NGOs hit back at Sarawak rep over warning to Penan community

A family from the Penan community in Bintulu, Sarawak, in this picture taken on Dec 2, 2015. (Bernama pic)

KUCHING: Sarawak NGOs have taken Telang Usan assemblyman Dennis Ngau to task for his recent call to the Penan community not to believe everything said by such groups, insisting that they are the real advocates of the Penans’ cause.

At an event on Monday, Ngau had said that wholly believing everything claimed by NGOs would jeopardise the harmony within the group and with other communities.

He also said that not all NGOs which visit longhouses and villages are aware of the exact situation on the ground.

Peter Kallang.

But Peter Kallang, chairman of SAVE River, said the groups’ visits to these places had in fact helped them understand the situation and difficulties faced by the Penan community.

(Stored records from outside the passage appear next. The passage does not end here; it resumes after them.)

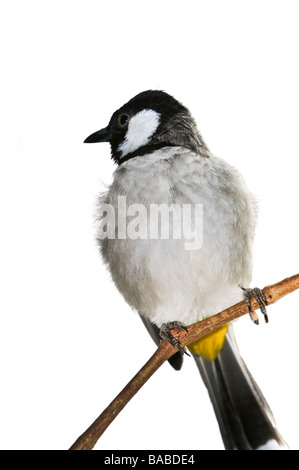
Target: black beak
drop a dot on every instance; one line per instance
(100, 136)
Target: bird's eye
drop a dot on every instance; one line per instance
(123, 119)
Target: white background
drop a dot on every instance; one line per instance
(69, 343)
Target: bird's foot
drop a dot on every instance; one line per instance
(165, 333)
(260, 297)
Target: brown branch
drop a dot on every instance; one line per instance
(273, 293)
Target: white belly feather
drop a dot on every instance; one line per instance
(160, 278)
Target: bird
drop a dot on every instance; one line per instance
(174, 280)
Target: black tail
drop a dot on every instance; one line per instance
(244, 417)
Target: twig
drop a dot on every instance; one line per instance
(273, 293)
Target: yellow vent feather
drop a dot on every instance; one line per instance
(210, 345)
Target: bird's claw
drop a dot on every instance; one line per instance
(261, 299)
(165, 333)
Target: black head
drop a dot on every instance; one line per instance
(148, 122)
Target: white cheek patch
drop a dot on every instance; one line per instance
(141, 128)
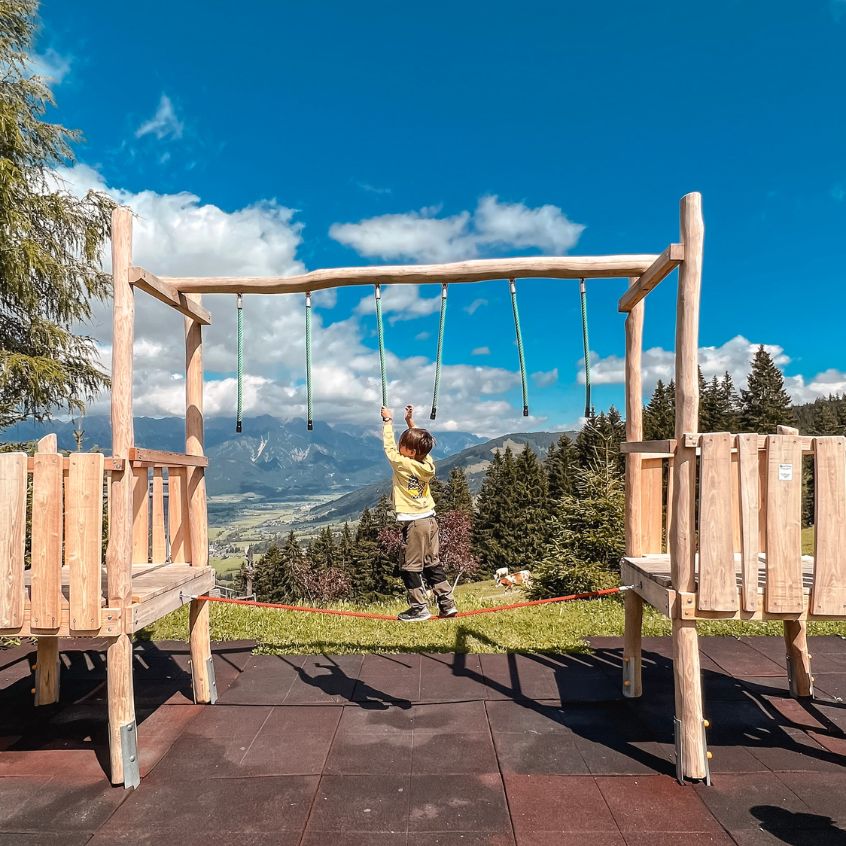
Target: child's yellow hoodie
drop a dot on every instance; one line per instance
(411, 494)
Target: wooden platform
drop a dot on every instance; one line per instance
(650, 574)
(157, 589)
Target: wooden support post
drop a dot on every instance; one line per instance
(201, 667)
(682, 544)
(796, 638)
(632, 686)
(47, 659)
(119, 550)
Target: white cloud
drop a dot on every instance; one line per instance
(164, 124)
(50, 65)
(733, 357)
(543, 379)
(421, 236)
(179, 235)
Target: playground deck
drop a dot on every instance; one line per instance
(445, 749)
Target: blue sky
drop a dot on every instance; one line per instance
(605, 113)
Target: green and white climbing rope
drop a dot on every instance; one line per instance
(381, 333)
(240, 400)
(439, 353)
(310, 422)
(520, 348)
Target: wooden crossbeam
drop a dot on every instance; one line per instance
(671, 258)
(479, 270)
(168, 294)
(160, 458)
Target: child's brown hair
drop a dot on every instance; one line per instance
(418, 441)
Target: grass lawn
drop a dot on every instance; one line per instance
(547, 628)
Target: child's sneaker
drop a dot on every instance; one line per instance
(415, 614)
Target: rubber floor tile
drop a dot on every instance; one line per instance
(458, 803)
(211, 805)
(655, 803)
(530, 752)
(557, 803)
(382, 719)
(356, 838)
(356, 752)
(672, 838)
(569, 838)
(450, 716)
(733, 799)
(360, 803)
(541, 718)
(453, 753)
(823, 793)
(45, 804)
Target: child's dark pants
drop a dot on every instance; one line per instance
(422, 565)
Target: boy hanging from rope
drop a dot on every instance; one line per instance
(413, 470)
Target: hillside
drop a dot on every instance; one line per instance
(272, 458)
(474, 461)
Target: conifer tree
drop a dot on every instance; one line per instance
(531, 510)
(659, 415)
(558, 468)
(457, 496)
(765, 404)
(50, 245)
(587, 537)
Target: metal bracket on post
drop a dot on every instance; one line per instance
(129, 754)
(678, 736)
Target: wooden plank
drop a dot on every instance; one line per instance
(662, 448)
(47, 519)
(177, 509)
(748, 484)
(109, 464)
(12, 538)
(167, 294)
(783, 591)
(159, 553)
(140, 516)
(652, 509)
(659, 270)
(477, 270)
(166, 459)
(717, 584)
(84, 538)
(828, 594)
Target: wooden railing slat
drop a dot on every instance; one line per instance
(140, 516)
(177, 506)
(717, 582)
(13, 478)
(828, 594)
(84, 538)
(748, 485)
(47, 524)
(159, 554)
(783, 593)
(652, 516)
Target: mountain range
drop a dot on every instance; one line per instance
(272, 458)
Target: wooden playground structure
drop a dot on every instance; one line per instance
(713, 523)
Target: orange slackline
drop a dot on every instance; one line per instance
(339, 613)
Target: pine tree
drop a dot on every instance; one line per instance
(659, 416)
(50, 245)
(587, 536)
(531, 509)
(765, 404)
(457, 496)
(558, 464)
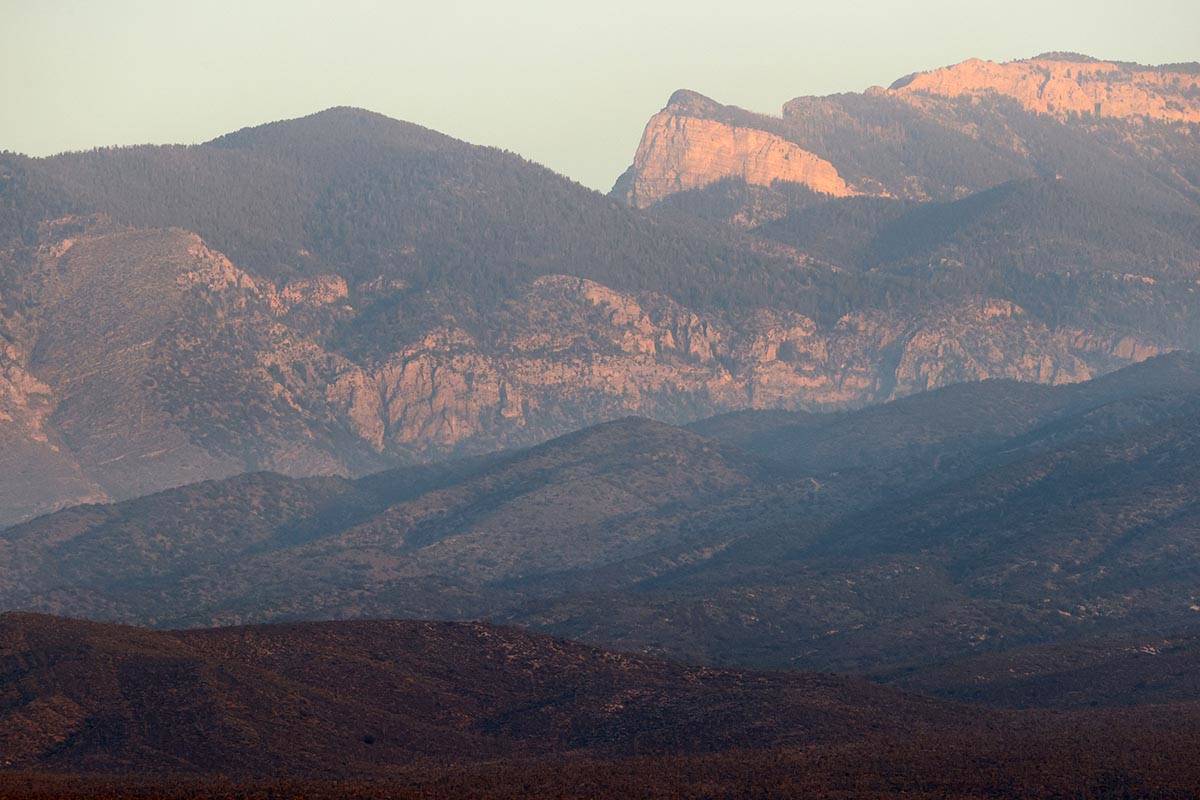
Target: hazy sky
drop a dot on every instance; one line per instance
(567, 84)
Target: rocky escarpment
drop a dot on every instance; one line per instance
(930, 136)
(1061, 85)
(682, 149)
(195, 368)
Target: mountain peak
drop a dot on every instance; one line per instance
(1060, 84)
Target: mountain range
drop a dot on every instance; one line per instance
(850, 452)
(967, 519)
(345, 293)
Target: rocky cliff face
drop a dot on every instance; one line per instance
(177, 330)
(934, 134)
(365, 295)
(682, 150)
(1061, 85)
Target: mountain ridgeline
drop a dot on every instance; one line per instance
(346, 293)
(970, 519)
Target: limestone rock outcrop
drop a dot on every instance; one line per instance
(682, 151)
(1060, 85)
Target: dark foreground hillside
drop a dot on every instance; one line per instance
(965, 521)
(441, 710)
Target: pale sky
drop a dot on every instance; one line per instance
(565, 84)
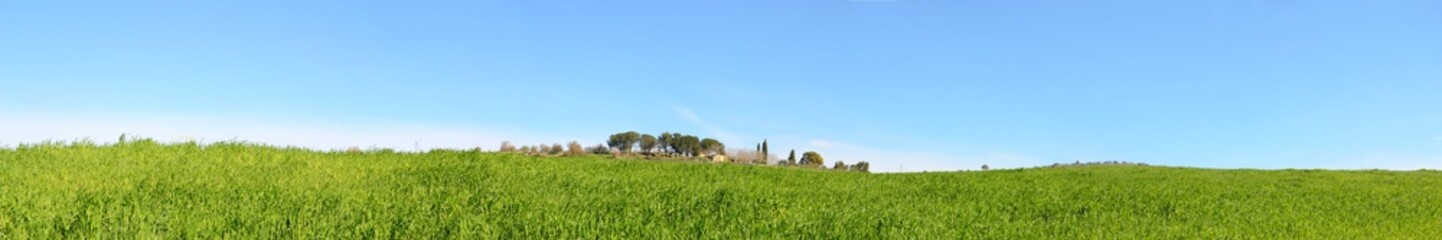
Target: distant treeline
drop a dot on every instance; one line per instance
(684, 148)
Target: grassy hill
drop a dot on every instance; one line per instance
(235, 190)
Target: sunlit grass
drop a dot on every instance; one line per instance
(142, 188)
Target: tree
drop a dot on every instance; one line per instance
(665, 142)
(812, 159)
(790, 159)
(506, 146)
(713, 146)
(632, 138)
(689, 145)
(648, 142)
(766, 151)
(861, 166)
(574, 149)
(678, 143)
(557, 149)
(599, 149)
(617, 140)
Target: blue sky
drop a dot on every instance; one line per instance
(904, 84)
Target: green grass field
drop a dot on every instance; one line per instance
(147, 190)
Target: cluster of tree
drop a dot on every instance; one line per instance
(814, 159)
(678, 145)
(668, 143)
(571, 149)
(1102, 162)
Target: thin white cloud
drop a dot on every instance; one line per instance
(31, 127)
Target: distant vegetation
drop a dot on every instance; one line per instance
(677, 146)
(147, 190)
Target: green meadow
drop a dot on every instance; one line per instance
(149, 190)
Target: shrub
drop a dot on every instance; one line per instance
(812, 159)
(574, 149)
(861, 166)
(506, 146)
(557, 149)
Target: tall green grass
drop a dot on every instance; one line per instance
(147, 190)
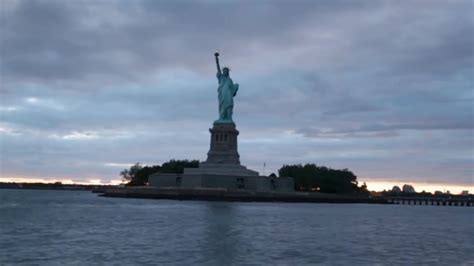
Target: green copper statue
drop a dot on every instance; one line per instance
(227, 90)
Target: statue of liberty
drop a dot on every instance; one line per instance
(227, 90)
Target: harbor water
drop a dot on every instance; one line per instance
(47, 227)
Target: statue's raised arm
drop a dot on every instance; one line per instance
(216, 54)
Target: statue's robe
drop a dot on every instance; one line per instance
(226, 92)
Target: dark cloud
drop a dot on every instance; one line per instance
(382, 88)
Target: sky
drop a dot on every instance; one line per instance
(383, 88)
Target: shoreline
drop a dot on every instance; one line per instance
(207, 194)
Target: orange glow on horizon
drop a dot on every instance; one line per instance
(380, 185)
(372, 184)
(92, 181)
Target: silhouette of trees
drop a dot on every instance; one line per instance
(310, 177)
(138, 175)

He also questioned the meaning of harmony and unity if the community’s welfare was ignored.

“They are being robbed of their livelihoods because of indiscriminate logging, the setting up of commercial plantations on their land, and pollution of the rivers,” he said.

Mark Bujang.

Mark Bujang of Borneo Resources Institute Malaysia Sarawak meanwhile said Ngau appeared to have failed to understand the role of the NGOs.

Unlike government organisations, he said, NGOs do not promote government policies.

“NGOs exist as a platform for disfranchised and discriminated communities to voice their concerns and grouses when the government fails to look after their interests.

“The Penan community has suffered all these years as they watched their ancestral land being taken over by loggers and converted into plantations.

“Some politicians in power have become rich while the Penans are trying to make ends meet,” he added.

PKR Baram chairman Roland Engan also denied that some NGOs were trying to manipulate the Penan community for political reasons.

“It’s not true,” he told FMT, adding that NGOs like SAVE Rivers, the Indigenous Peoples’ Network of Malaysia and the Penan Empowerment Networking Association (Pena) had been helping the community improve their economy and education and protect their land rights.

“Pena is doing a good job of assisting the Penan community overcome their stateless status,” he said.

Engan also said he looked forward to the setting up of a special task force by the federal government to tackle citizenship issues in the state, especially among the Penans.

He said PKR had also been discussing a plan to set up a radio service for the Penan community, which will be be presented to Communications and Multimedia Minister Gobind Singh Deo when he visits the area in October.

“For the Penan community to move forward and be on par with other communities, they must be connected with the right information through radio broadcasting,” he said.